1st December 2020 - Post by Picon-Deed
Myanmar Exports Primed for Growth in Post-Vaccine-2021
While the recent, very positive news regarding a number of vaccines will not spell the end of COVID-19, it marks an important new chapter for a phoenix-like 2021 with the revival of many developed economies resulting from a relaxing of restrictions due to herd immunity being established over the course of 2021. While it may take longer for Myanmar to have full access, the country’s key export markets will likely be full steam ahead for 2021 allowing Myanmar to boost its already strong decade long export expansion.
Despite often dismal accounts regarding industrial production in Myanmar during COVID-19, the statistics from a number of key markets for manufactured items, especially garments and footwear, represents a more nuanced picture. Rather than use often conflicting and confusing export figures from Myanmar official sources, Picon-Deed has considered instead their mirror image – the official imports into various countries from Myanmar. In effect, Myanmar’s exports are the receiving country’s imports.
Here we take a look at three countries that are important export markets for Myanmar manufactured products and have available up-to-date import statistics. We start with the USA.
UNITED STATES OF AMERICA
Exports from Myanmar to the USA mostly consist of leather goods, woven and knitted apparel and footwear. These represent key growth sectors over the past ten years for Myanmar.
Figure: Monthly imports by the USA from Myanmar
Clearly exports have continued their growth trend in 2020 although with some supply bottlenecks representing short term fluctuations in the middle of the year. One potential caveat is to what extent the 2020 figures represent a short-term surge in personal protective equipment “PPE” with Myanmar focusing on the provision of gowns and hair coverings.
Future prospects look strong with some possible headwinds and tailwinds resulting from the forthcoming Biden administration. On the negative side, the Democrat led government may be less accommodative of the northern Rakhine situation with increased pressure for sanctions. On a more upbeat note, the Biden presidency is expected to roll back the previous protectionist measures and – based on the still inconclusive Senate election – sign up to a revived Trans-Pacific Partnership.
Japan is a major importer of Myanmar’s manufactured goods which consist of mostly apparel and to a lesser extent footwear.
Figure: Monthly imports by Japan from Myanmar
After a strong showing at the start of the year the COVID-19 crisis hit exports in the middle of the year. The situation changed for Q3 with exports to Japan rebounding strongly, overtaking the 2018 figures.
Japan and Myanmar are part of the The Regional Comprehensive Economic Partnership (RCEP) and consolidation of ‘rules of origin’ definitions and quotas along with a public pivot of manufacturing away from China could see further investment by Japan into Myanmar of export related sectors thus boosting further trade.
Apparel, both knitted and non-knitted, represents the lion’s share of imports to the UK from Myanmar. After leaving the trade provisions of the European Union on January 1st 2021 the UK has already agreed to retaining the Generalized System of Preferences (GSP) with zero or ultra-low tariffs for Myanmar’s garment exports.
Figure: Monthly imports by UK from Myanmar
Imports into the UK have been down in 2020 compared to the previous year but have picked up dramatically in recent months. The interesting surge in April may have been the result of urgent demand for PPE in the form mostly of surgical gowns. An announcement was made during a press briefing by the Chancellor of the Exchequer regarding a shipment of PPE from Myanmar. There may be further potential for growth in health-related garments even after the advent of a vaccine.
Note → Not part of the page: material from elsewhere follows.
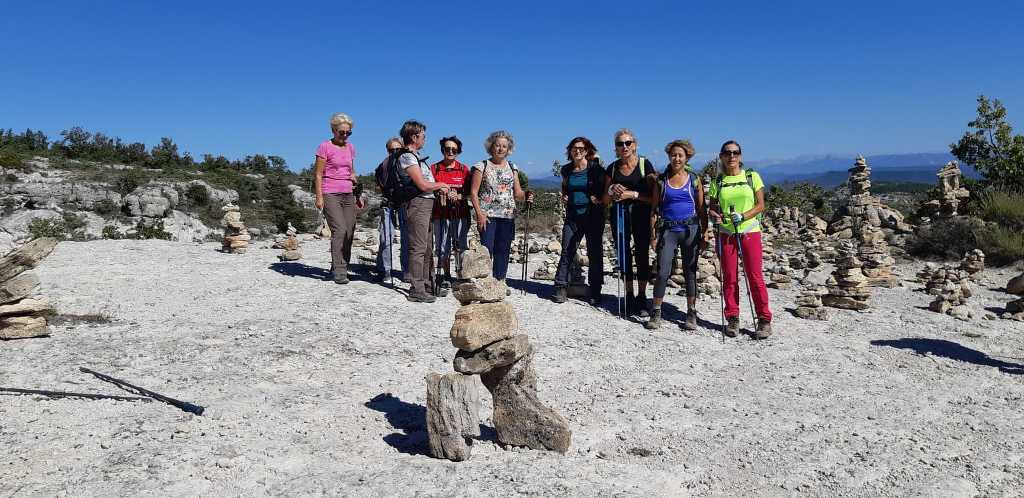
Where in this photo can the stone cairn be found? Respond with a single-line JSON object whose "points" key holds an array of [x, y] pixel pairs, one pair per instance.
{"points": [[951, 288], [974, 262], [20, 316], [485, 332], [950, 193], [873, 252], [290, 244], [848, 285], [236, 237]]}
Exports down in 2020 but strong revival expected in 2021
Japan, USA and UK are key markets for Myanmar’s garment and footwear export business alongside other destinations of the European Union and South Korea.
Figure: Combined monthly imports by Japan, USA & UK from Myanmar January-September
Even with much of the global economy grinding to a halt in 2020 Myanmar export numbers have surpassed those in 2018 and have come close to 2019. It would be expected that without COCID-19 exports would have been much stronger and the trend for further growth for the rest of the decade seems promising. Continuing favourable tariff regimes will continue to attract clothing manufacturers. Conversely many other countries will also be in the hunt for the slice of the garment export pie and Myanmar should focus on development of its garment sector through positive economic and trade policies coupled with infrastructure development with objective of moving its process up the value chain and thus gain further economic benefit.
The development of industrial estates will allow for clustering to evolve but while foreign investment laws have helped in this regard, financial impediments and poorly crafted laws such as the Myanmar Industrial Zone Law will likely represent headwinds. Myanmar must also be well placed to benefit rather than lose out from changing global trade patterns. But with many positives on its side the future of export orientated manufacturing looks bright.